Ik beheerste de landstaal van Udo voldoende om de strekking van het geschrevene te begrijpen. Het kwam erop neer dat hij zijn zwangere verloofde vertelde dat hij krijgsgevangen was gemaakt en dat hij niet wist wat nu te doen. Ik maakte op uit wat hij schreef op dat de verloofde gestenigd zou worden als Udo niet snel uit de oorlog terugkeerde om met haar te trouwen. In het Oosten had men vreemde denkbeelden over vrouweneer.
De volgende ochtend gaf ik de brief mee met de boot die elke dag levensmiddelen kwam brengen. Een andere boot kwam er niet naar eiland. Volgens het moderne oorlogsrecht werden brieven van krijgsgevangenen bezorgd, zeker in het gebied waar Udo’s verloofde woonde. In dat deel van zijn land was de oorlog nog niet doorgedrongen.

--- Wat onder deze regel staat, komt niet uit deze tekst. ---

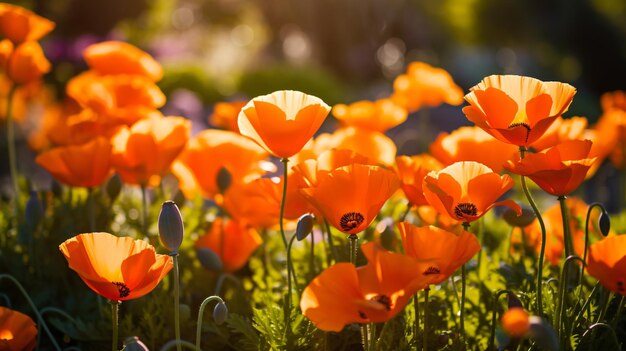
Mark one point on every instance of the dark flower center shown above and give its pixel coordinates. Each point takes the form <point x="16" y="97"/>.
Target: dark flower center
<point x="465" y="209"/>
<point x="351" y="220"/>
<point x="122" y="288"/>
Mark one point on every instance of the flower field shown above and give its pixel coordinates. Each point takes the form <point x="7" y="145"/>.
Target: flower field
<point x="289" y="221"/>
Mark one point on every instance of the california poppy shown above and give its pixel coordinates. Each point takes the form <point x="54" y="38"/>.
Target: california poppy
<point x="472" y="144"/>
<point x="558" y="170"/>
<point x="378" y="115"/>
<point x="232" y="241"/>
<point x="446" y="251"/>
<point x="515" y="109"/>
<point x="372" y="293"/>
<point x="27" y="63"/>
<point x="411" y="171"/>
<point x="17" y="331"/>
<point x="116" y="57"/>
<point x="350" y="197"/>
<point x="466" y="190"/>
<point x="20" y="25"/>
<point x="425" y="85"/>
<point x="85" y="165"/>
<point x="607" y="263"/>
<point x="283" y="121"/>
<point x="118" y="268"/>
<point x="144" y="152"/>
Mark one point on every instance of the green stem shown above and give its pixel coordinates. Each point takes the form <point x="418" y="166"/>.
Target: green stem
<point x="542" y="251"/>
<point x="115" y="305"/>
<point x="176" y="299"/>
<point x="285" y="161"/>
<point x="40" y="319"/>
<point x="425" y="335"/>
<point x="201" y="315"/>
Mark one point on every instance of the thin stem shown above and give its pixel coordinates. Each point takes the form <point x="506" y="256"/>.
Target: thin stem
<point x="285" y="161"/>
<point x="425" y="335"/>
<point x="176" y="299"/>
<point x="201" y="315"/>
<point x="33" y="307"/>
<point x="115" y="305"/>
<point x="539" y="286"/>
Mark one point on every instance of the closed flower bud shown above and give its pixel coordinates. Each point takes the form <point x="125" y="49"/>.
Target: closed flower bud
<point x="220" y="313"/>
<point x="304" y="226"/>
<point x="604" y="222"/>
<point x="209" y="259"/>
<point x="133" y="343"/>
<point x="171" y="228"/>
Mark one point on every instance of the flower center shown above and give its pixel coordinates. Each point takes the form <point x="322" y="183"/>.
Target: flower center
<point x="122" y="288"/>
<point x="351" y="220"/>
<point x="465" y="209"/>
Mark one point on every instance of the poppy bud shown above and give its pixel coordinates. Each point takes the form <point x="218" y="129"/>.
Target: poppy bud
<point x="523" y="220"/>
<point x="114" y="187"/>
<point x="171" y="228"/>
<point x="132" y="343"/>
<point x="304" y="226"/>
<point x="209" y="259"/>
<point x="604" y="222"/>
<point x="224" y="179"/>
<point x="220" y="313"/>
<point x="34" y="211"/>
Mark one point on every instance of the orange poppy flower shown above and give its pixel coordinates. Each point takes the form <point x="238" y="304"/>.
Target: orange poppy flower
<point x="118" y="268"/>
<point x="231" y="241"/>
<point x="17" y="331"/>
<point x="256" y="203"/>
<point x="376" y="146"/>
<point x="558" y="170"/>
<point x="515" y="109"/>
<point x="425" y="85"/>
<point x="116" y="57"/>
<point x="472" y="144"/>
<point x="553" y="222"/>
<point x="445" y="250"/>
<point x="85" y="165"/>
<point x="283" y="121"/>
<point x="225" y="115"/>
<point x="607" y="263"/>
<point x="350" y="197"/>
<point x="466" y="190"/>
<point x="20" y="25"/>
<point x="145" y="152"/>
<point x="411" y="171"/>
<point x="27" y="63"/>
<point x="375" y="292"/>
<point x="378" y="115"/>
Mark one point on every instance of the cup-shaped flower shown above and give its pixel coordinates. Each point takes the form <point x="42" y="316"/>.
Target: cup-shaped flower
<point x="116" y="57"/>
<point x="447" y="251"/>
<point x="516" y="109"/>
<point x="350" y="197"/>
<point x="411" y="171"/>
<point x="18" y="332"/>
<point x="466" y="190"/>
<point x="231" y="241"/>
<point x="20" y="25"/>
<point x="607" y="263"/>
<point x="283" y="121"/>
<point x="27" y="63"/>
<point x="118" y="268"/>
<point x="145" y="152"/>
<point x="376" y="292"/>
<point x="558" y="170"/>
<point x="378" y="115"/>
<point x="85" y="165"/>
<point x="472" y="144"/>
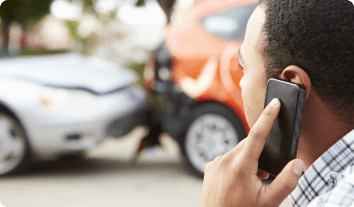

In de middag ging ik in de cel tegenover Udo zitten. De andere gevangenen negerend, zoals zij mij negeerden.
‘Ik heb je brief gelezen.’
‘Je had het recht niet.’
‘Je weet dat dat mijn taak is. Ik heb met je te doen. Met je verloofde vooral ook.’
‘Wat koop ik daarvoor? Ik heb niets aan sympathiebetuigingen, terwijl Angelika elk moment gedood kan worden. Ik heb die brief geschreven opdat ze die aan haar ouders kan laten zien, zodat ze nog wachten haar te stenigen, tot ik terugkom om van haar een eerbare vrouw te maken.’
De volgende dagen spraken we veel. Udo bleek een man met een brede algemene ontwikkeling te zijn. Hij had veel gelezen en zei dat hij ooit een dichtbundel had gepubliceerd. Uit zijn hoofd kon hij de grote schrijvers uit zijn landstaal uitvoerig citeren. Ik vertelde hem over mijn eigen teksten die hij niet kon lezen. Hij was onze taal niet machtig.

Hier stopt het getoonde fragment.